As a result of a stipulation and temporary order dated November 4, 1996, the parties agreed to share legal custody of the child with physical custody in the mother. Both the mother and father have actively participated in the child’s care. The father has regularly exercised visitation with the child, seeing and taking her in excess of 140 days per calendar year. The father’s visitation takes place at his parents’ home in Brookline where he receives assistance from his parents. [Note 3] The child maintains a strong relationship with the paternal grandparents and, the judge found, benefits from their society and companionship and the cultural and intellectual stimulation they provide her. Although the father’s visitation takes place at his parents’ home, he is the child’s “primary caregiver” during the visits. “He makes her meals and feeds her. He dresses her and makes sure she’s clean and has brushed her teeth. He fixes her hair.

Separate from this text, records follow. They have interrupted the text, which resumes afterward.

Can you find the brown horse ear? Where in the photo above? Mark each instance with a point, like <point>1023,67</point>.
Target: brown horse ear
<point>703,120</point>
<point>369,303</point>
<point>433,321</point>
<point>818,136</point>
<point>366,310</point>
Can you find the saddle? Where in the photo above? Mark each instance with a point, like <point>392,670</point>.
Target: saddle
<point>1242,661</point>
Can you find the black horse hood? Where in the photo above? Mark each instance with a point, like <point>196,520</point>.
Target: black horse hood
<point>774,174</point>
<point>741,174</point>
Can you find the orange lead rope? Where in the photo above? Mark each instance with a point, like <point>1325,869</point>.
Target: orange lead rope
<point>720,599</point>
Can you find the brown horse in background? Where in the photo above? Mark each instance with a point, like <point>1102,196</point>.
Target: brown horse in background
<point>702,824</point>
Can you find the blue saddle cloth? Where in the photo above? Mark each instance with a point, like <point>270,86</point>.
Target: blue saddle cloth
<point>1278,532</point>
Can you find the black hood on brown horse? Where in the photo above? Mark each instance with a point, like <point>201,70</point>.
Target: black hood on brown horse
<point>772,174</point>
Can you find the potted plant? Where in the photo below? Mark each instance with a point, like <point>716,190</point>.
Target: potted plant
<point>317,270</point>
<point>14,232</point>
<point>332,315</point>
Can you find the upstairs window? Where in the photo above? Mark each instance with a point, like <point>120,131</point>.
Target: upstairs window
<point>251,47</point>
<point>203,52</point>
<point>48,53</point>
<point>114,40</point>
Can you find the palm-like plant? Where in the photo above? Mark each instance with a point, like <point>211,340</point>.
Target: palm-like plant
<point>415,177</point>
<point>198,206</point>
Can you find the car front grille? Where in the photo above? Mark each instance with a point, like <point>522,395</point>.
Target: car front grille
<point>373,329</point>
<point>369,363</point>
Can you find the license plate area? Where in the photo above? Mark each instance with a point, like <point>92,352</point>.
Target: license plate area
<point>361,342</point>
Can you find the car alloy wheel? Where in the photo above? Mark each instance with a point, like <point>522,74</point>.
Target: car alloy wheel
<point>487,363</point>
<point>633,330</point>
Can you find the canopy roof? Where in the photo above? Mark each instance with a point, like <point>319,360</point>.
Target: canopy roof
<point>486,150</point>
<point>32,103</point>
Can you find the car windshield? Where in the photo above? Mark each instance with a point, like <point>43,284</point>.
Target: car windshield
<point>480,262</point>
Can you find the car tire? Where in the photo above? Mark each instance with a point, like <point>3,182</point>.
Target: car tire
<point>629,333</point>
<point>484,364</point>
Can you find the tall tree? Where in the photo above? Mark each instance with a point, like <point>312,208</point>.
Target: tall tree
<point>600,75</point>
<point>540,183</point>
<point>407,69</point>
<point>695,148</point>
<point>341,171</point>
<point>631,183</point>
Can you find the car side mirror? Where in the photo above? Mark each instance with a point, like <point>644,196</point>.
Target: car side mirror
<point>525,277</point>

He puts her to bed.” The child spends “the vast majority of her time” with the father during visitation and looks to him for comfort.

The father has also encouraged physical and mental stimulation of the child, taking her on walks and rides and visiting, for example, the circus, the zoo, and the aquarium. The father has shown himself to be interested in the child’s early education as well. In addition to providing the child with books, he offered to enroll her at a day care center in Brookline when the mother’s day care vouchers were terminated. [Note 4] Although the father was willing to pay for the child to resume day care in Brookline and, in exchange, give up his weekend visitation, the mother refused the offer. The father loves the child who is “attached” to and has “bonded” with him.

The mother, as we have indicated, has been the primary caretaker for the child. She resides in a clean, well-furnished apartment, and, in general, has taken good care of the child “physically.” Indeed, the parties stipulated that the child is “happy and well adjusted” and that her “mental, physical and intellectual development is appropriate for her age.” The mother has lived with her own mother (who often cares for the child) in the past and appears to have a good relationship with her. While the mother is at work, the child is cared for by the mother’s seventy-four year old grandmother. As with the father, the mother loves the child and the child is “attached” and “bonded” to her.

Notwithstanding the positive attributes of the mother’s care of the child, the judge had serious concerns about the mother’s judgment, parenting abilities, and interactions with the father. The judge found that the mother has “dismissed the need of [the child] for a [f]ather” [Note 5] and has “thwarted his joint legal custody at every turn.” “She has denied him information about and input into the most important decisions and events concerning the child: medical issues, hospitalizations, attendance at preschool, selection of pre-school educational programs, all to the detriment of [the child].” The judge found that the mother believes that she alone can make important decisions in the child’s life.

In addition, the judge found that there was a lack of structure in the mother’s home and that the mother failed adequately to set rules or to establish boundaries. The judge stated, for example, that the mother allows the child to go to bed between 10 p.m. and 10:30 p.m. (as opposed to the more appropriate bedtime of 8 p.m. imposed by the father), to sleep with her on a regular basis, and to watch television constantly. The judge also found that the mother has had the child in bed with her and her boyfriend, a practice which the judge viewed as inappropriate and harmful. Moreover, the judge found that the mother, on occasion, had engaged in conduct that simply was not in the child’s best interests. Such conduct includes the mother’s arriving to pick up the child at the home of the paternal grandparents (1) without a car seat and (2) in a vehicle driven by a relative who was drinking an alcoholic beverage.

The judge also voiced her concern that the mother, through her own lack of education and willingness to learn, fails to recognize the value of education or the child’s need for stimulation and enrichment. In this regard, the judge noted that the mother has done “little if anything on her own initiative to stimulate or enrich” the child, and had rejected the father’s offer to resume day care for the child (a decision, in the judge’s view, that was not in the child’s best interests). Indeed, the judge found, as we have indicated, that the child rarely does anything in the mother’s care but watch television, including adult-oriented talk shows. Finally, the judge commented critically on the mother’s inability to obey court orders as manifested by her failure to complete a court-ordered parenting class (that the father has successfully completed) and her attempts to thwart the father’s joint legal custody. [Note 6]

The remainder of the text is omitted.